Defect characterization of amorphous selenium-doped Ga2O3 grown by radio frequency sputtering

Amorphous Ga2O3 thin films doped with selenium (Se) were grown by radio frequency magnetron sputtering to investigate deep-level traps via deep-level transient spectroscopy (DLTS). All samples exhibited good p+–n junction rectification, and DLTS measurements revealed distinct trap states influenced by Se incorporation and sputtering power. The undoped Ga2O3 sample exhibits two hole traps (H1: 0.61 eV, H2: 1.24 eV), while Se doping introduced an electron trap (E1: ∼0.54 eV) associated with oxygen-deficient centers (analogous to VO in β-Ga2O3 crystal lattice) as well as the hole traps (H2: 1.23–1.28 eV; and H3: 1.50 eV) associated with Ga-deficient sites (analogous to VGa in β-Ga2O3 crystal lattice).

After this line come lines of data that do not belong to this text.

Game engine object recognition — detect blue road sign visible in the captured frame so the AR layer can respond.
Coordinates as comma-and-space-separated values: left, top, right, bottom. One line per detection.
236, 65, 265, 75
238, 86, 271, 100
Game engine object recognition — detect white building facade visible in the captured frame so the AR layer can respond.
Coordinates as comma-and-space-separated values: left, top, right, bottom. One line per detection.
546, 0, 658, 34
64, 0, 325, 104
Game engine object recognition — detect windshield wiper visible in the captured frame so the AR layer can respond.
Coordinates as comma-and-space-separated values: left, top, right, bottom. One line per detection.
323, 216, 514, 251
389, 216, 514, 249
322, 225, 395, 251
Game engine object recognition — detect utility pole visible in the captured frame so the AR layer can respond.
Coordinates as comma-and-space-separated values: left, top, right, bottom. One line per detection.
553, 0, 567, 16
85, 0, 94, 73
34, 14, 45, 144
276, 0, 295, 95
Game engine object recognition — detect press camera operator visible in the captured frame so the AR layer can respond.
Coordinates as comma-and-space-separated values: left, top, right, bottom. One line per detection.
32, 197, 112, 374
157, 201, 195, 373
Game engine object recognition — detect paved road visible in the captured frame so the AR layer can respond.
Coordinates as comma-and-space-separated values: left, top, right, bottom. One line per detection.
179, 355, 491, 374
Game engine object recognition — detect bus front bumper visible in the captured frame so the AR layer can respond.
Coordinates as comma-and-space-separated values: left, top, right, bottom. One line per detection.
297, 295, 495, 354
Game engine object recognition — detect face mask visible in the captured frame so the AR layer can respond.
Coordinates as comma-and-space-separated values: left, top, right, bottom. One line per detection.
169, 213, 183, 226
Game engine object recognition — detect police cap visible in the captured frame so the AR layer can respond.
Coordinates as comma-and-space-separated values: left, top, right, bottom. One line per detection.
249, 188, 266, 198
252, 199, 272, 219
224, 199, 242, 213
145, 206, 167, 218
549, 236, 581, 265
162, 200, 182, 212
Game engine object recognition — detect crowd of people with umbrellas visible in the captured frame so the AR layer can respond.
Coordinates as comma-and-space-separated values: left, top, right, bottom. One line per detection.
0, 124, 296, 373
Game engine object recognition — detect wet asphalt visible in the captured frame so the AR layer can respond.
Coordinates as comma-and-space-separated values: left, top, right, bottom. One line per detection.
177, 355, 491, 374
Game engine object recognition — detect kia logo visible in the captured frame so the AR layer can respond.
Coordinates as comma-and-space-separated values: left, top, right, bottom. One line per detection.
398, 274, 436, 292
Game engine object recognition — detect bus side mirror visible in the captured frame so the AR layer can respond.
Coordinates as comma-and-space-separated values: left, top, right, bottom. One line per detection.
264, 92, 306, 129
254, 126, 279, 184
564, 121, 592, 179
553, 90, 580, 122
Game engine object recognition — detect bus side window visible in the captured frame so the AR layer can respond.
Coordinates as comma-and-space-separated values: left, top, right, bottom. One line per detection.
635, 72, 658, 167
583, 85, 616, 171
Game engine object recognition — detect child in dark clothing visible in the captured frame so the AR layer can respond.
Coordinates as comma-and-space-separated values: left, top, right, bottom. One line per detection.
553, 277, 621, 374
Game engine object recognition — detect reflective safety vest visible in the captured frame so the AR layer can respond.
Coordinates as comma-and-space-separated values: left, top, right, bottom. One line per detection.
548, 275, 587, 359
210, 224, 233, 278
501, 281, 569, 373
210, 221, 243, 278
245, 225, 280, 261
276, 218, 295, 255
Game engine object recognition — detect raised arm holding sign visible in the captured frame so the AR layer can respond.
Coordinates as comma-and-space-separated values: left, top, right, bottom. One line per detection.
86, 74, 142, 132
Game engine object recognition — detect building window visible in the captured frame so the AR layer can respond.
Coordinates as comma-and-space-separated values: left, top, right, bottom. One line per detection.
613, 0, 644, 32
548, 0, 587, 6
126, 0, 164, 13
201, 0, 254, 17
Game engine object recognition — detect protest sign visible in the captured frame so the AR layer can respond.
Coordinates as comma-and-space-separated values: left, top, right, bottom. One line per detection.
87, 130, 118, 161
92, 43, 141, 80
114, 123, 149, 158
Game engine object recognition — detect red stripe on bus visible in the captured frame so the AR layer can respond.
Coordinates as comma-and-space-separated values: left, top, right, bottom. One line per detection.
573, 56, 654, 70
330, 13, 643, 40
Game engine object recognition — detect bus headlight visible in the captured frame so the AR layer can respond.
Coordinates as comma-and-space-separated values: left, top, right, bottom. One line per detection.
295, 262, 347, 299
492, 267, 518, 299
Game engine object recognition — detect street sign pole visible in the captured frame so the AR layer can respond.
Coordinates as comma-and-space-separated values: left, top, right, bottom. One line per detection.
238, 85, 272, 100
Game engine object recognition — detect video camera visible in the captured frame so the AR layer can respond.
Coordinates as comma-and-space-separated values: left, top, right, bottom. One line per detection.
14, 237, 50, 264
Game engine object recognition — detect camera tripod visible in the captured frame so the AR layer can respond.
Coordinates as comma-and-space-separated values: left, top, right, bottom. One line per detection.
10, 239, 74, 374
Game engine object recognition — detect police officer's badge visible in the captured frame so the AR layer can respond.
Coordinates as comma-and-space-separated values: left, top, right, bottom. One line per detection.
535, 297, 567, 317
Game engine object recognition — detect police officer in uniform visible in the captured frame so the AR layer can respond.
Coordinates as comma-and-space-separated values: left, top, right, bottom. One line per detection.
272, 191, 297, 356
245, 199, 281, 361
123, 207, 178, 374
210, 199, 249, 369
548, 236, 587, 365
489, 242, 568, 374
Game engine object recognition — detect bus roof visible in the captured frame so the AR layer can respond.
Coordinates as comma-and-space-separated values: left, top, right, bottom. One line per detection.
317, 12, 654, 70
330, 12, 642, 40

The resistivity of the samples decreases with Se doping, indicating the formation of donor-like electronic states associated with Se-induced modification of Ga-deficient local environments, analogous to SeGa antisite behavior in β-Ga2O3. These results provide insight into defect control in amorphous Ga2O3 and highlight Se doping as a viable approach for tailoring its electronic properties for oxide electronic and optoelectronic applications.